Florian Wellbrock hat in den letzten Wochen mit gesundheitlichen Problemen zu kämpfen. Der zehnfache Weltmeister und Olympiasieger von Tokio über die 10-km-Freiwasserstrecke konnte aufgrund von drei längeren krankheitsbedingten Pausen nicht optimal für die bevorstehenden Europameisterschaften trainieren. Trotz dieser Rückschläge äußerte Wellbrock in einem Interview mit der ARD-Sportschau: "Ich bin hochzufrieden, wenn ich unter diesen Umständen bei der EM unter die besten zehn auf der 10-km-Strecke schwimmen kann." Bei den Finals in Hannover stellte sich Wellbrock der starken Konkurrenz über die Mittelstrecken. Der Wettkampf um die 800 und 400 Meter wurde zusammengefasst, um einen Mittelstrecken-Sieger zu ermitteln. Die Experten hatten bereits vor dem Wettkampf keine Chancen für Wellbrock gesehen. Sven Schwarz setzte sich bei den 800 Metern durch und verwies Oliver Klemet auf den zweiten Platz, während Wellbrock Dritter wurde. Am Sonntag gewann Schwarz auch das 400-Meter-Rennen souverän vor Simon Reinke, der in der Gesamtwertung den zweiten Platz belegte.

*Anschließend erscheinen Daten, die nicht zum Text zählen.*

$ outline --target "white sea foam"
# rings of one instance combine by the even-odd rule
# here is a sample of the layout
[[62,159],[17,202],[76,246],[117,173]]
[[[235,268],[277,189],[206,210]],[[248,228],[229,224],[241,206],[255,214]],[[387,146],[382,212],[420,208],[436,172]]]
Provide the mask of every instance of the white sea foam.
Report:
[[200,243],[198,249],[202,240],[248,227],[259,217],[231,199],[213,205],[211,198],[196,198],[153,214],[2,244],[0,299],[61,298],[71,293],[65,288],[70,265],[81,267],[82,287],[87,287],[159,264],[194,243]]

Auch hier wurde Wellbrock erneut Dritter. Oliver Klemet, der am Samstag noch Zweiter über die 800 Meter wurde, verzichtete auf einen Start am Sonntag, um sich auf die EM vorzubereiten, wo er an mehreren Rennen teilnehmen wird. Der 19-jährige Johannes Liebmann war nicht in Hannover, hat jedoch kürzlich einen neuen Europarekord über 800 Meter aufgestellt und wird bei der EM als Favorit gelten. Im Freistil-Sprint setzten sich die Athleten in Hannover durch: Julianna Bocska gewann bei den Frauen vor Nina Jazy und Svenja Götting, während bei den Männern Josha Salchow als Schnellster vor Ole Eidam und Julian Koch ins Ziel kam.